Kegagalan pemerintah Jawa Tengah dalam memenuhi kebutuhan serta melindungi rakyatnya sejatinya tidak berhenti disitu.
Pada 20 November 2021 lalu, Gubernur Jawa Tengah menetapkan UMP Jawa Tengah tahun 2022 sebesar Rp 1.813.011,- melalui Surat Keputusan Gubernur Jawa Tengah Nomor 561/37 Tahun 2021 tentang Upah Minimum Provinsi Jawa Tengah Tahun 2022, yang mana menjadikan jumlah UMP Jawa Tengah menjadi UMP paling rendah di Indonesia.

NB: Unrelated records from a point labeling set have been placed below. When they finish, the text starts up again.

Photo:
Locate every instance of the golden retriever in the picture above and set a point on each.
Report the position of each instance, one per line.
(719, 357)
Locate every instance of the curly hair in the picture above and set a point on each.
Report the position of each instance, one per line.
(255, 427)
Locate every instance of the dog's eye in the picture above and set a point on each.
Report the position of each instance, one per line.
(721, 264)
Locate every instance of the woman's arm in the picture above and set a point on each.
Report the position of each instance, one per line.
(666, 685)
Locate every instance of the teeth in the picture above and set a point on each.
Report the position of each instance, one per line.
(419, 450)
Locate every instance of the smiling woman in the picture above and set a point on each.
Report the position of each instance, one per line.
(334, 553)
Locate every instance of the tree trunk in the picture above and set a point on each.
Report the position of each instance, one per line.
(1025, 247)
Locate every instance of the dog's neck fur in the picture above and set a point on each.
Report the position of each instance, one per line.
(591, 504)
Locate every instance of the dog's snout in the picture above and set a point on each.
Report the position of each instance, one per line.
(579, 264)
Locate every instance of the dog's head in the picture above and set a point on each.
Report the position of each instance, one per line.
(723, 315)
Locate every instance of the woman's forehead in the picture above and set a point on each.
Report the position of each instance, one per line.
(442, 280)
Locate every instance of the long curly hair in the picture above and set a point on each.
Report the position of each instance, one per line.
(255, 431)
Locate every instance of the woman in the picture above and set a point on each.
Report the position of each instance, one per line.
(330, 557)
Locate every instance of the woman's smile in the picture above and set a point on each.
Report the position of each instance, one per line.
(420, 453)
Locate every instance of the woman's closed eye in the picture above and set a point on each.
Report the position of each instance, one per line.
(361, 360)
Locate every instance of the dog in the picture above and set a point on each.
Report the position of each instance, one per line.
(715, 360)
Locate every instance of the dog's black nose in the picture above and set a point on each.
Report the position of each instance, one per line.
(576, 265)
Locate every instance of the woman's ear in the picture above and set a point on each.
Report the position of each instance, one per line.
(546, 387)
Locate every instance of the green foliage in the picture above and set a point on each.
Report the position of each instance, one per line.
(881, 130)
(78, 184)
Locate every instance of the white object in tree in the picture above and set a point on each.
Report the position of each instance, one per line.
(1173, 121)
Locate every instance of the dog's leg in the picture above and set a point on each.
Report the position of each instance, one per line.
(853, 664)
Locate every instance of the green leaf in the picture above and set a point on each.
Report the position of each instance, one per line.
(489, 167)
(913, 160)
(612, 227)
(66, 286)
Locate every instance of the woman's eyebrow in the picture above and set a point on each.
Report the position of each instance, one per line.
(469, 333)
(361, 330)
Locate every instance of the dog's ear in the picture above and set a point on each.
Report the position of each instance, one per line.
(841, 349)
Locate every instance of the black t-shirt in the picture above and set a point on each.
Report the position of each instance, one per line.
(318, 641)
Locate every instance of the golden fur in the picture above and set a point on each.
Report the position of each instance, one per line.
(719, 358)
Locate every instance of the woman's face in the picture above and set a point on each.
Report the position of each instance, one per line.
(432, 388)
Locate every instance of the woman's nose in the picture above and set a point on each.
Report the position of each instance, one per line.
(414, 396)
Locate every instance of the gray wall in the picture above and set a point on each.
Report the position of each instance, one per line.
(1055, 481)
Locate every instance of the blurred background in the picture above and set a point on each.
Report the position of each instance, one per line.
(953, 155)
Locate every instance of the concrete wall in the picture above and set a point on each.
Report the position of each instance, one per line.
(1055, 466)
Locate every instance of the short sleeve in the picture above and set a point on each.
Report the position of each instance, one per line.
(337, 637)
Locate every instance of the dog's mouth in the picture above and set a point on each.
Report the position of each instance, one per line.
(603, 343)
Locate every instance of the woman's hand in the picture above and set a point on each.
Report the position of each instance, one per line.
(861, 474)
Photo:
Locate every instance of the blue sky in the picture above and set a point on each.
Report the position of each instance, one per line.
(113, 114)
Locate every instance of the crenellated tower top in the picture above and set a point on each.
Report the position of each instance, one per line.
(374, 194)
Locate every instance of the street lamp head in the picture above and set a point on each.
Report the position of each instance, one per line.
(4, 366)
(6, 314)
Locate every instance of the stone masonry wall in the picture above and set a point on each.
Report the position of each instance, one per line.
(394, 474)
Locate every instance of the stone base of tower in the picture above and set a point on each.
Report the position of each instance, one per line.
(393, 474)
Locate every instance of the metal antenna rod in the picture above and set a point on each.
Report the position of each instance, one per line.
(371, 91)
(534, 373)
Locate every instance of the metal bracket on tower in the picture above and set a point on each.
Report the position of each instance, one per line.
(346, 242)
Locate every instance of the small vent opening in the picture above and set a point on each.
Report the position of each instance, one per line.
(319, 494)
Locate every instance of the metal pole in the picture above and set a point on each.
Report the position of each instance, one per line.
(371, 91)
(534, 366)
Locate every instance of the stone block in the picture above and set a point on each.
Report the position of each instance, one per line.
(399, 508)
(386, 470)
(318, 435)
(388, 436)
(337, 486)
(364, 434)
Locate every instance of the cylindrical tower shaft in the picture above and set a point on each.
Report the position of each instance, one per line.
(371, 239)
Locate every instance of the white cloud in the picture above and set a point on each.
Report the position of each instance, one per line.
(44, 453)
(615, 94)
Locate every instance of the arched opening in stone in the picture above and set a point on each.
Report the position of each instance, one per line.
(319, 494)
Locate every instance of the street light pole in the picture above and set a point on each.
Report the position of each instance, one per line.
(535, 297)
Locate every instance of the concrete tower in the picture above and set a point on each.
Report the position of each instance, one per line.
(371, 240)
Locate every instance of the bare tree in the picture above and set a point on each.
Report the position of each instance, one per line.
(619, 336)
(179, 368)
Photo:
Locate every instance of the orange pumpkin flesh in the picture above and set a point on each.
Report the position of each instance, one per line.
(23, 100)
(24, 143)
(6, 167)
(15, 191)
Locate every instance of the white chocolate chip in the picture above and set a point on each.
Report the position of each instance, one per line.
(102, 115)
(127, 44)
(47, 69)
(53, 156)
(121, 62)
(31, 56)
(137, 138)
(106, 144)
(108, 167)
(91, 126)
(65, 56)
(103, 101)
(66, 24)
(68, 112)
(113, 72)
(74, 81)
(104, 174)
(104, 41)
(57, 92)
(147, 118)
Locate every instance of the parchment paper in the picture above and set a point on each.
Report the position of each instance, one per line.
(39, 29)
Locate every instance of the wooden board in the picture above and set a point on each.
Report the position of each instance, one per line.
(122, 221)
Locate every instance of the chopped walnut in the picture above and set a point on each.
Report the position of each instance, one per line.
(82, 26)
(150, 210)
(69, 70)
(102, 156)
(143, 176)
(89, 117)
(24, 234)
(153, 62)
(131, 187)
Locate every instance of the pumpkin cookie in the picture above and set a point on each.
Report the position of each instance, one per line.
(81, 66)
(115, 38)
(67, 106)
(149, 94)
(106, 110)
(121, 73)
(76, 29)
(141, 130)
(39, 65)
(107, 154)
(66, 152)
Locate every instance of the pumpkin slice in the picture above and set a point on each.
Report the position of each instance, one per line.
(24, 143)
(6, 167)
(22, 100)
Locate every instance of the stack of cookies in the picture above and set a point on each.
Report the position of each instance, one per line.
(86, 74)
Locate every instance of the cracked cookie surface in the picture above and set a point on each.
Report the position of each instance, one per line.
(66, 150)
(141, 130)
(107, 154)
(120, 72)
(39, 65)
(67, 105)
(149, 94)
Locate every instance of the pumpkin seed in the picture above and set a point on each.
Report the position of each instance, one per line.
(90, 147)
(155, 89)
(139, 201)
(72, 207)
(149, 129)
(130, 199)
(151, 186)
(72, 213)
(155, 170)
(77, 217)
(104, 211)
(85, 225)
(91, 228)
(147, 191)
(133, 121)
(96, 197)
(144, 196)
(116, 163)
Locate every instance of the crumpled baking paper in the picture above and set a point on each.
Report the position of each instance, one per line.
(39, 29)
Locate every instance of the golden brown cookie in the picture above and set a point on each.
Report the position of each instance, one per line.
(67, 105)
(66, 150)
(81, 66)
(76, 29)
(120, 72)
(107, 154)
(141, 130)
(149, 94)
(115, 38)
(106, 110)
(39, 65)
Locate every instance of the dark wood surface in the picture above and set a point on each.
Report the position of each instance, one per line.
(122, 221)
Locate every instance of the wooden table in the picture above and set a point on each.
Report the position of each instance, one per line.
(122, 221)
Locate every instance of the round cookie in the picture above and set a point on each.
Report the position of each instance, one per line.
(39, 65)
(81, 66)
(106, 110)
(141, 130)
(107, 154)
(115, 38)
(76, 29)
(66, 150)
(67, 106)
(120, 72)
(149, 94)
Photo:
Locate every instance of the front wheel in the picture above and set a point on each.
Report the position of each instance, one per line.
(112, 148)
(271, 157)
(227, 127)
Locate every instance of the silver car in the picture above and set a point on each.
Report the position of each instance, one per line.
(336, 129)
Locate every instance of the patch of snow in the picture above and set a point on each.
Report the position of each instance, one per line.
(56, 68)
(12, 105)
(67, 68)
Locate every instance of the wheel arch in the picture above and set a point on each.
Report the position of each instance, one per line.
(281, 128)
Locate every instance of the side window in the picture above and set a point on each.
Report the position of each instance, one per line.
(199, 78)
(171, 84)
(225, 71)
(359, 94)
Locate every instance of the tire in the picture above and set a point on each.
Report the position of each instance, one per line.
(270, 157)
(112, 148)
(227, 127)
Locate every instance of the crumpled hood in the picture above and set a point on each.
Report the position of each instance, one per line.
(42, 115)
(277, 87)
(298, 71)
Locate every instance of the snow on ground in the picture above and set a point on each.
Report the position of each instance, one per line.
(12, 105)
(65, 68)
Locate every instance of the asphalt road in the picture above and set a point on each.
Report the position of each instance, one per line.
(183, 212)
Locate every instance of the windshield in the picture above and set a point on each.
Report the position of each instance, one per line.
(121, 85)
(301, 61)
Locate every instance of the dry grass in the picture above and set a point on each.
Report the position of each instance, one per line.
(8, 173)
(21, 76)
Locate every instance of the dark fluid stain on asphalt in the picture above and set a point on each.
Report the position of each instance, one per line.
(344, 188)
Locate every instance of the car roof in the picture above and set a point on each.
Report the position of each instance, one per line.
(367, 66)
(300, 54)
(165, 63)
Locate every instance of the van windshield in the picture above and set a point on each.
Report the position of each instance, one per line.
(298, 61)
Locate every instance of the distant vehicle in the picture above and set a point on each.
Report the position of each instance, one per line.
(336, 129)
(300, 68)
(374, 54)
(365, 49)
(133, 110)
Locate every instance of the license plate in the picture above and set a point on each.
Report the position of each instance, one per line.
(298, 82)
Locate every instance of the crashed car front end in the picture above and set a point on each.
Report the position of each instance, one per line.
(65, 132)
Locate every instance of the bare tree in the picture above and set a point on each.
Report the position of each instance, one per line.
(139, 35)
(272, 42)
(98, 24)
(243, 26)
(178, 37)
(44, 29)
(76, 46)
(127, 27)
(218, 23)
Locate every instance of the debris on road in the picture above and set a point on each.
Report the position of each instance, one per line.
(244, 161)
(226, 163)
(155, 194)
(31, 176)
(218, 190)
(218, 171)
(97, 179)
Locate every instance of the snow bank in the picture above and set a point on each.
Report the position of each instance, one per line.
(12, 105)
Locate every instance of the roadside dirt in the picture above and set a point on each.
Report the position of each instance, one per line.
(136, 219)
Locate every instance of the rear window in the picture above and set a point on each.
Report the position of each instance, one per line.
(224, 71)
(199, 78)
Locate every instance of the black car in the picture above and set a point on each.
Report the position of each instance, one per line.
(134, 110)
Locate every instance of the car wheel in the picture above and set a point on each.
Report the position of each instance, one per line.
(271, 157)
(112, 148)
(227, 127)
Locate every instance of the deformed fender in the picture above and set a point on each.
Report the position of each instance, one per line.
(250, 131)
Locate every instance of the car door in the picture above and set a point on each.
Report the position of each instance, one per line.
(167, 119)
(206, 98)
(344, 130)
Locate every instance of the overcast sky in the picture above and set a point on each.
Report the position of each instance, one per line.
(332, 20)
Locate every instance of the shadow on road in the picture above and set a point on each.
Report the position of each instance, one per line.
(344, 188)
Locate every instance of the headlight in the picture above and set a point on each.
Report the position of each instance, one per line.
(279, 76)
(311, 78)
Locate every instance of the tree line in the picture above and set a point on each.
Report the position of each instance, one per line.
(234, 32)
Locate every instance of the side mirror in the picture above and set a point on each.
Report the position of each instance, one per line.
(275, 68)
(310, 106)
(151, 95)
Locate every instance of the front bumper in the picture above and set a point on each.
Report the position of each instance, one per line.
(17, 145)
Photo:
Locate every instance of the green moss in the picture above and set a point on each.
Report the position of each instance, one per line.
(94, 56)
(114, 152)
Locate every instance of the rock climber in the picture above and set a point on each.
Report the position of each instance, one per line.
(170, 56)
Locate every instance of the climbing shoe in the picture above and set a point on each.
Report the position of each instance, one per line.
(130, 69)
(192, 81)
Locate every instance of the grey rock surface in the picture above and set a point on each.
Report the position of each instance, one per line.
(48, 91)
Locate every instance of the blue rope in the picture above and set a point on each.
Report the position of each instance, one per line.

Apabila merujuk pada ketentuan yang termaktub dalam Pasal 25 ayat (2) Peraturan Pemerintah No. 36 Tahun 2021 tentang Pengupahan, maka penetapan upah minimum haruslah didasarkan pada kondisi ekonomi dan ketenagakerjaan dari wilayah yang bersangkutan.
Namun, sejak akhir tahun 2021, beberapa komoditas bahan pokok di Jawa tengah mengalami kenaikan harga yang mencapai dua kali lipat serta angka inflasi sebesar 0,64 persen sebagaimana yang dinyatakan oleh Badan Pusat Statistik (BPS).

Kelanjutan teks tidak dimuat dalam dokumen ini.